武凌的加入,彻底打破了三位魔尊的围攻节奏。他的火灵道体对魔功有先天克制,战斗风格又悍猛灵动,专挑三魔配合的薄弱处攻击。虽然修为比三魔略低,但凭借属性优势与精妙刀法,竟以一己之力缠住了幽魇与媚修罗,让刀神得以喘息,只需专心应对骸骨魔尊一人。
压力大减的刀神,眼中神光重现。他深吸一口气,斩魔刀上金芒吞吐不定,看向骸骨魔尊的眼神,已如同看一个死人。
“现在,该本尊了。”
刀神一步踏出,身影与刀光仿佛融为一体,化作一道撕裂天地的金线,直取骸骨魔尊!
骸骨魔尊心头警兆狂鸣,挥刃全力格挡。
另一边,武凌与幽魇、媚修罗的战斗也进入白热化。火焰与魔气、魂光、欲念激烈碰撞,爆炸声不绝于耳。
---
五、千里血战
张诚君依旧立于凌云峰山巅,一袭青衣在狂暴的能量风暴中纹丝不动,衣袂飘飘,宛如独立于另一个时空。
他的目光,并未局限于刀神与武凌的那处战团,而是缓缓扫过整个千里战场。
这是一幅惨烈到极致的画卷。
九天御神阵的光幕已支离破碎,只剩下几处核心阵眼还在苦苦支撑,射出黯淡的光柱。神族战士与魔族大军完全混战在一起,战线犬牙交错,每一寸土地都在流血。
东面峡谷,三百神族金甲卫结成的“金戈铁马阵”,正被数倍于己的魔骑反复冲击。魔骑冲锋时带起的黑色洪流,每一次都让金色防线剧烈动摇。不断有金甲卫被魔枪挑飞,被魔兽践踏,但他们倒下后,立刻有同袍补上位置,死战不退。一名神将战戟折断,便拔出佩剑;佩剑卷刃,便以拳脚、甚至牙齿继续战斗,直至被魔气彻底吞没。
西面山麓,神族的符箓师与阵法师依托残存的地脉节点,构筑了最后的法术防线。雷火风水各系法术如雨落下,将冲锋的魔兵成片炸飞。但魔族中同样有精通魔阵与咒术的存在,他们召唤出陨石、毒雨、骨矛,与神族对轰。每时每刻都有法阵被魔气污染爆炸,里面的神族修士尸骨无存。
空中,是神族飞骑与魔族翼魔、骨龙的惨烈空战。羽毛、鳞片、残肢、破碎的兵器如雨点般落下。一头巨大的金色神鹏,被三头骨龙死死缠住,撕扯得血肉模糊,最终悲鸣一声,拖着其中一头骨龙撞向魔军最密集处,同归于尽,炸开一朵混合着金血与骨屑的凄美烟花。
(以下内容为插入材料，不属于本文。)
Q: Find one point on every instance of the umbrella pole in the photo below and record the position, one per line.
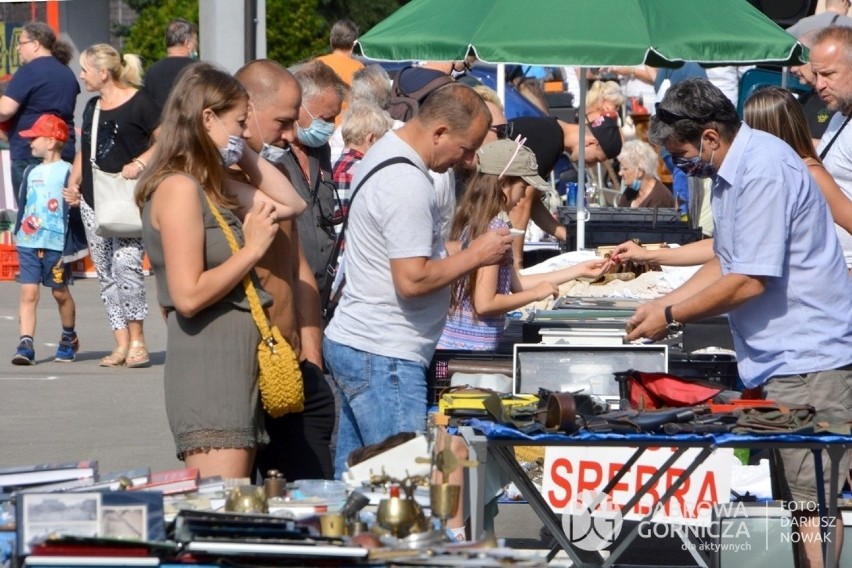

南面平原,战斗最为混乱。那里是双方中低阶修士与士兵的主战场。刀光剑影,魔功神通,野蛮的肉体碰撞,歇斯底里的咆哮与惨叫,混合成一首死亡交响曲。大地早已被鲜血浸透,变成暗红色的泥泞,残破的旗帜斜插在尸堆中,兀自飘扬。断刀折戟随处可见,有些甚至插在主人或敌人的尸身上,微微颤动。
神族在人数和整体气势上处于绝对劣势,但他们退无可退,背后就是最后的圣地、族人、传承。每一个神族战士都在透支生命战斗,燃烧神魂,施展禁忌之术。悲壮、决绝、不甘、愤怒……种种情绪化作实质的战意,竟让他们在绝境中爆发出超越极限的力量。
而魔族,则如同真正的毁灭浪潮,无情、冷酷、源源不绝。他们眼中只有杀戮、吞噬与破坏。魔气侵蚀着土地,污染着灵气,所过之处,生机断绝,只余下焦土与死亡。
张诚君的眼神深邃如古井,不起波澜。他看到了神族战士临死前望向圣地的不舍眼神,看到了魔族狞笑背后的贪婪与残忍,看到了刀神眼中守护族群的决绝,也看到了武凌初临大战的亢奋与渐渐沉淀下来的凝重。
他的记忆深处,一些破碎的画面浮现:上古时期,人、魔、妖三族混战,杀得尸山血海,星河崩碎。那时的神族,尚且鼎盛,选择了站在孱弱的人族一边,共同对抗肆虐的妖魔。那是一场更为恢弘、也更为惨烈的战争,无数大能陨落,文明断代,天地法则都为之改变。
如今,相似的场景再次上演。只是神族已衰,人族势微,魔族却似乎更加强大。
“历史,总在循环吗?”张诚君心中微叹,但随即眼神恢复清明与坚定,“但这一次,或许会有些不同。”
他之所以让武凌出手,而未亲自下场,是因为他在等待。
他在感知,在搜索。
魔族倾巢而出,发动如此规模的大战,绝不仅仅是为了灭掉一个衰落的神族。神源之心固然珍贵,但更重要的是——魔族背后,定然有永恒境的存在在布局、在观望、甚至在等待时机。
永恒境,那是超越了道祖,真正触摸到法则本源,几近不朽不灭的境界。这样的存在,不会轻易现身,但一旦出手,便是石破天惊,决定战局走向。
张诚君的神念如同无形的波纹,悄无声息地扫过战场的每一个角落,穿透层层魔气与空间阻隔,向着更远处、更深邃的虚空探查。
他感受到了几道隐藏在暗处的、晦涩而强大的魔念,也在战场外围游弋。那是魔族的其他道祖,或许在等待时机,或许在防备神族可能的后手。